3. Your soulmate will be with you forever: False
As a result of the first two items on this list, unfortunately, many soulmate relationships are simply too challenging to last. Inner transformation is not the top priority in many people's lives, and many do not, understandably, have the inner or outer resources to deal with the long-lasting tumult that soulmate relationships can create. A connection between souls is not necessarily a connection between personalities—and our worldlier selves can be very beaten up by the intensity of a soulmate relationship.
Although there is, perhaps, a part of us that will stay connected to our soulmate for time immemorial, the reality is that in this lifetime, our relationship might not last. As painful as this can be (as when soulmates part ways it truly does feel as if a part of the self is lost), it is possible to heal and feel whole again after this deep, resounding loss. We can take with us the lessons from a soulmate relationship and use them in other parts of our lives. It helps to remember that this world is only temporary—and we will be reunited with our soulmate in the afterlife, where the love we feel for them will not be interrupted by our pesky egos.
4. Soulmate relationships can be unhealthy or even abusive: True
Unfortunately, even though we might wish the souls with whom we share a deep bond are aware enough to avoid abusive or destructive behaviors, this is not always the case. Indeed, even when we ourselves are challenged with navigating the turbulent waters of a soulmate relationship, some of our most destructive patterns can emerge to the detriment of ourselves and the other. Self-awareness is crucial, for the crucible of the soul relationship is an intense one. Sometimes abusive patterns or individuals simply will not change or evolve and we must free ourselves of the connection. As painful as it can be to leave a person we have such a profound connection with, nothing is worth staying in an abusive or destructive relationship.

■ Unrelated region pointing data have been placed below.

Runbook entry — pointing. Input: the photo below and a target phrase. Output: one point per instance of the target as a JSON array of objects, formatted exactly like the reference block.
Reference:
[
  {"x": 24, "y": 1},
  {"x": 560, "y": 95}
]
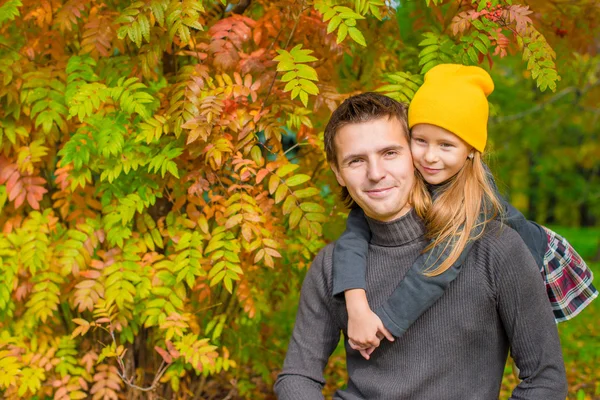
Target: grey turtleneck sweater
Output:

5. You only have one soulmate: False
Although soulmates do not grow on trees, the idea that there is only one soulmate for each of us is, in my experience, incorrect. Though they are rare, it is not unheard of for some individuals to meet two or three individuals with whom they share a soul connection in this lifetime. Soulmates do not have to share a romantic connection, either, and we may meet soulmates who are friends, healers, or loved ones along the path. They are there to guide us, to challenge us, and to help us become more whole, connected, and aware.